[Top][All Lists]
[Date Prev][Date Next][Thread Prev][Thread Next][Date Index][Thread Index]
Re: [Gnu-arch-users] Re: How does arch/tla handle encodings?
From: |
Marcus Sundman |
Subject: |
Re: [Gnu-arch-users] Re: How does arch/tla handle encodings? |
Date: |
Sat, 28 Aug 2004 01:56:20 +0300 |
User-agent: |
KMail/1.7 |
> >> > An editor cannot possibly know which encoding a file has.
> >>
> >> Looks like you began with an empirically false statement. Mine does.
> >
> > You are kidding, right?
>
> Go read the definition of "empirically".
I know the definition of the term quite well. However, it doesn't matter
whether or not some editor happened to guess the right encoding. It still
doesn't _know_ that it's the correct one. It can't know which encoding the
file has unless someone tells it to the editor.
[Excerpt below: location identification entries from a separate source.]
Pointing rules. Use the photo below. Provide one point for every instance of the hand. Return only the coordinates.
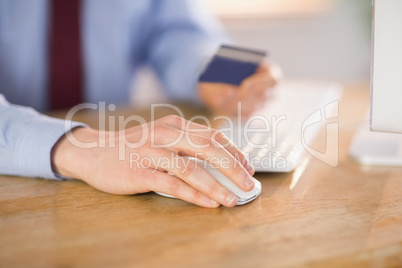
(102, 169)
(253, 92)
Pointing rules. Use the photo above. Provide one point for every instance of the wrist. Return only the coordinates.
(71, 160)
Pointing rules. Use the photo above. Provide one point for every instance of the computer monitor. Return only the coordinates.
(379, 148)
(386, 67)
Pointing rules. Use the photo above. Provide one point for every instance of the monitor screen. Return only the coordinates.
(386, 67)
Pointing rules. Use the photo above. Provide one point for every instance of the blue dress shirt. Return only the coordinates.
(174, 37)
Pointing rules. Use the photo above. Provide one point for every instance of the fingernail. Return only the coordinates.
(214, 203)
(250, 169)
(249, 183)
(230, 199)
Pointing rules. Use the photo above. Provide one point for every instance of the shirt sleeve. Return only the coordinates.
(182, 36)
(26, 140)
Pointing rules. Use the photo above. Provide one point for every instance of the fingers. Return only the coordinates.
(196, 176)
(219, 157)
(206, 149)
(168, 184)
(206, 132)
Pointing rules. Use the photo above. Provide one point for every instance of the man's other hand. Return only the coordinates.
(253, 93)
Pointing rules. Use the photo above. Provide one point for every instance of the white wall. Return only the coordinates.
(334, 45)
Now, you may argue that this isn't a big problem, since such guesses are
correct more often than not. Or that incorrect guesses aren't really that
important. However, if this can be fixed easily, then why on earth would
you not? I just can't believe the mentality of you people.
> Of course, in theory it's all a really serious problem.
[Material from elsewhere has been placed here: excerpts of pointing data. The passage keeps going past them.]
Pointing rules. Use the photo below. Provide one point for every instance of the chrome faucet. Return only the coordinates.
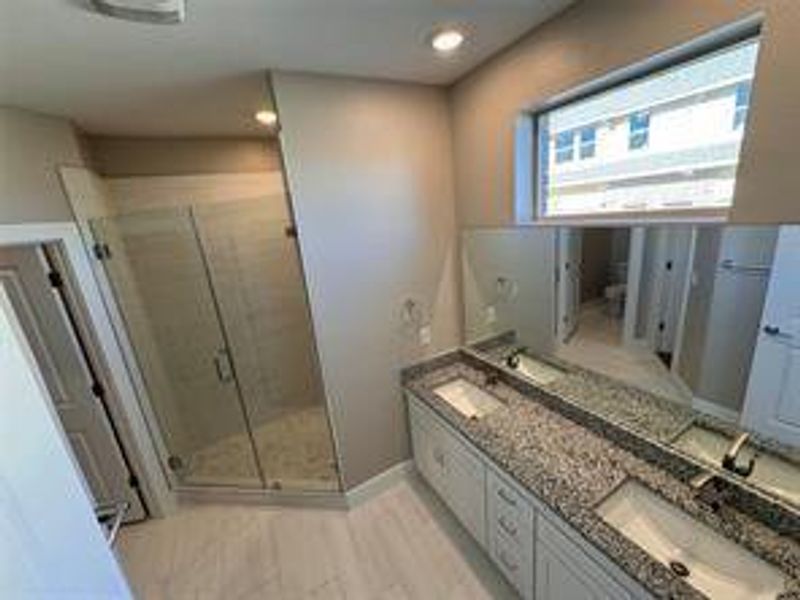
(708, 490)
(512, 359)
(729, 460)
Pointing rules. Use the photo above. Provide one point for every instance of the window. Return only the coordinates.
(588, 140)
(565, 142)
(659, 143)
(742, 96)
(639, 131)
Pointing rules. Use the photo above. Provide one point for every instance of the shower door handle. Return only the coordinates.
(222, 364)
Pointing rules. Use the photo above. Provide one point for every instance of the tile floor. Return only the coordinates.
(400, 545)
(295, 450)
(597, 345)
> In practice, it's a very minor problem which bites raely and when it does
> it's usually obvious and easy to fix.
No, it's not a minor problem. No, it's most certainly not obvious. And it
can be quite tedious to fix. Have you only worked with source code with
english comments? Or perhaps only with teams where all members are using
very similar setups? Well, many haven't.
If you haven't had this kind of problems then good for you. I have. A lot.
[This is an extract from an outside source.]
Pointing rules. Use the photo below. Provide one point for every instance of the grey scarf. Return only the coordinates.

Last problem was today, when I couldn't do a cvs update because someone had
commited a file in some 8-bits/char encoding into the repository which
otherwise contains only UTF-8 encoded files. Luckily the byte sequence
wasn't a valid UTF-8 one, and luckily my cvs client actually checked this
so it noticed the error (SmartCVS rules!). Thus I was able to fix it before
it went into production code where it would have taken *considerably* more
effort to fix. Usually errors like this aren't noticed. Still, fixing it
wasn't very easy. First I had to tell my cvs client to pretend that all
files were in some 8-bits/char encoding, so that I could get my hands on
the file. Then I had to find _all_ those garbled characters and find out
what they were supposed to be (God bless IM-systems, although I wish my IM
client's jabber-plugin wouldn't display "å" chars as "Í"...
another annoying encoding problem).
> this problem is so much larger than Arch that it just feels wrong for tla
> to try and fix it.
I don't believe this! That is the worst attitude anyone could have. "Why
should /we/ do anything about it? Let someone else fix it."
The problem is only larger than Arch in that Arch isn't the only badly
behaving program. However, for this problem to go away completely it needs
to be fixed in _all_ systems, including arch. When a piece of text is sent
around as bytes _no_ link in the chain may throw away the encoding
metadata. (It's not like some global pollution problem where it'd be OK if
the majority fixed their systems, and then some minority could pollute all
they want since they are so few anyway. No, this needs to be fixed
everywhere. It's a typical "weakest link" scenario.)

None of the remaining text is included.